InfluxDB ingestion rate chokes up after reaching just over 1.5+ million records (size >~2GB)

Overview:
InfluxdB(v1.5.2) is in azure and I am trying to insert records from windows/centos. I have written a python script to read the data from csv and insert the same to the influxdB. The ingestion rate is quite good on the newly created database but once the number of records crosses the 1.5+ million mark the ingestion rate deteriorates, such that not all the records gets ingested. If I use the same csv file and insert the records to a newly created database then I get more number of records. The deterioration rate varies between 40 to 80% data loss.

Configuration Details:
Azure instance that we have signed up is Premium SSD Managed disks.
P4 flavor: Disk size= 32GB, IOPS rate per disk = 120, RAM=8GB and Throughput per disk=25 MB/sec.
No problem was faced until the records count reached over 1.5+million. The ingestion rate began to choke after this value.

Azure disk details:
SDA1 >> Size= 976MB;Used=46MB (5%);Available=879MB
SDA2 >> Size= 29GB;Used=9.2GB (35%);Available=18GB

InfluxDB(v1.5.2) instance size allocated= ~30GB.
My InfluxDB database size = ~2.0G

Influx Query related details:
Measurement = 1
No of tags= 9 (8+1uniq tag)
No of fields= 3
Number of Series = 999952

One csv file having max of 10K rows (can be less but not more) is used for ingesting the data for every 5 minutes (288000 records per day). Simple query is used with no regular expression.
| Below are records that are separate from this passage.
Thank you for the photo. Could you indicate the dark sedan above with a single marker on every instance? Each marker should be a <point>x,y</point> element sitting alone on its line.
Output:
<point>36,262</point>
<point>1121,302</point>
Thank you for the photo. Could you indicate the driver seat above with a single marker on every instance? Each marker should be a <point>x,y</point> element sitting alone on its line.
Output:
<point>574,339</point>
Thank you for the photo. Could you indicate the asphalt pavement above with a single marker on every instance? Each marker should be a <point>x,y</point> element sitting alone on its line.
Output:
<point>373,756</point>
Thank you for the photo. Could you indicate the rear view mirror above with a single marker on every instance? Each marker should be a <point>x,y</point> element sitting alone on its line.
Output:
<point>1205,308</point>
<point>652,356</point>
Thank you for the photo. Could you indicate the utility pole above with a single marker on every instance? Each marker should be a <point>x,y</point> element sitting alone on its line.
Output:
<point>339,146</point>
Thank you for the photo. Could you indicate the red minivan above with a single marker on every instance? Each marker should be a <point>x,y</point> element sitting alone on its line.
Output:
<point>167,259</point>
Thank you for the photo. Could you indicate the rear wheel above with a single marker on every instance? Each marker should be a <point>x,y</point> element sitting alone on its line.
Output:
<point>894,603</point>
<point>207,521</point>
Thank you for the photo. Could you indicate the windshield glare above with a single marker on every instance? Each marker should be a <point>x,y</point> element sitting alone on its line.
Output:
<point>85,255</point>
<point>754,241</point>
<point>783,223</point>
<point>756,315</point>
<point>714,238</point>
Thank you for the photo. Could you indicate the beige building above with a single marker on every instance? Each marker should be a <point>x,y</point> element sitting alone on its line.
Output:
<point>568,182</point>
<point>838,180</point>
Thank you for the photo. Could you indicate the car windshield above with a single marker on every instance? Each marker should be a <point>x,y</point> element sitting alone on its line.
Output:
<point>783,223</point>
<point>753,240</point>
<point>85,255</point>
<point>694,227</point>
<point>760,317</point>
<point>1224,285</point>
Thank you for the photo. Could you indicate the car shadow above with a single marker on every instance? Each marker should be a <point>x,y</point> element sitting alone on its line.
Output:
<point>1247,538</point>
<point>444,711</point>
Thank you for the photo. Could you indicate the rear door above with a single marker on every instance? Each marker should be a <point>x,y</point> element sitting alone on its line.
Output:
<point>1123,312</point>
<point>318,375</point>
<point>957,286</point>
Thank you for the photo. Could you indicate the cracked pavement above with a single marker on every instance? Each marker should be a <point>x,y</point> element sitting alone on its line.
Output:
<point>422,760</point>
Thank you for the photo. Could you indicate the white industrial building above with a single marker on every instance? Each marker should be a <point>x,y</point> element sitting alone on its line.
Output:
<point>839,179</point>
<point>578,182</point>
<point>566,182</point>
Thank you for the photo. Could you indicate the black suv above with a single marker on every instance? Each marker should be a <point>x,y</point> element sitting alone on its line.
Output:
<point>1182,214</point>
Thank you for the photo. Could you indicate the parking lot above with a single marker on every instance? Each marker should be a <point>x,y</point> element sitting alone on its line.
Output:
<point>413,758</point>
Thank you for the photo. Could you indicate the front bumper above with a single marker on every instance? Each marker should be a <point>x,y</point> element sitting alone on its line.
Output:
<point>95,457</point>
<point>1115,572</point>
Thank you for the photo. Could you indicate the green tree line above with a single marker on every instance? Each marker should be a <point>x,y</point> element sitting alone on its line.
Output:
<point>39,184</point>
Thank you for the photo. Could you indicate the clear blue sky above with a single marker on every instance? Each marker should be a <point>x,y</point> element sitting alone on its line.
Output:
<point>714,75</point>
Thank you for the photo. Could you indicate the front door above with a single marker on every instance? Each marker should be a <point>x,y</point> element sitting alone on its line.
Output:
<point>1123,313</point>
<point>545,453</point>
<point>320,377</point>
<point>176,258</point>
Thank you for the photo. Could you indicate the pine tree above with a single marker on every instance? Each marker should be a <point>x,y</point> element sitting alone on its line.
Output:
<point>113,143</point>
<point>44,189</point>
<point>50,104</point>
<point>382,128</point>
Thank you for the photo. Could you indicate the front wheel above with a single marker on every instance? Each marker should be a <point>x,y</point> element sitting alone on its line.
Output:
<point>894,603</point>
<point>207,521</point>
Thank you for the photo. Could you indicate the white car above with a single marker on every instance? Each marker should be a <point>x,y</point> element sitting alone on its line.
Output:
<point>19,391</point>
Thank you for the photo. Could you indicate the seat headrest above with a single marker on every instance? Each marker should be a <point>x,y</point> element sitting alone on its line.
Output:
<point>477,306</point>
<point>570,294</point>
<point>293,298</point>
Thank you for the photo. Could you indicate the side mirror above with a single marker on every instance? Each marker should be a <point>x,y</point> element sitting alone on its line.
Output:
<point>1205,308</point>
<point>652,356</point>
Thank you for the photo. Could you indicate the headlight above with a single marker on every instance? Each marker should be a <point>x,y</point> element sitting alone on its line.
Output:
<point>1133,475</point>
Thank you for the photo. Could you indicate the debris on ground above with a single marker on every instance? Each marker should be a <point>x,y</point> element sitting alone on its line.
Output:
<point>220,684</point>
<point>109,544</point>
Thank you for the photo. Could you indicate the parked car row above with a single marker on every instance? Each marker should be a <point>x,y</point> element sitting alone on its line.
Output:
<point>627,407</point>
For every 10K records ingested:
Time taken for ingestion ranges between= 5-10secs (depending upon the size of the db.)
Field writes per second is around= 100 per second.
Total unique series= 10000

Any suggestions are welcome.!

Thanks in advance.

I guess your problem is high cardinality data. You will need more mem for the heap.
Ref: https://www.influxdata.com/blog/the-effect-of-cardinality-on-data-ingest-part-1/

Thanks @jangaraj for the reply.
Once the ingestion rate started choking up we doubled up the memory size. 8cpu and 64GB ram. But still that didn’t improved the ingestion rate. However I noticed in one of the influx topic (What is the highest-performance method of getting data in/out of InfluxDB); if the series rate is over 90% under the same measurement then the issues bound to happen. In my case there was only one measurement and obviously 100% of the series was under the same measurement. I then tweaked the settings in the conf file which helped to get back the ingestion rate back to normal.
I guess the utility link shared by you (written by Edd Robinson and other contributors) will be handy going forward for benchmarks.

-Avin

1 Like

I was able to overcome this issue my making couple of config changes (max-series-per-database, max-values-per-tag) in the /etc/influxdb/influxdb.conf file.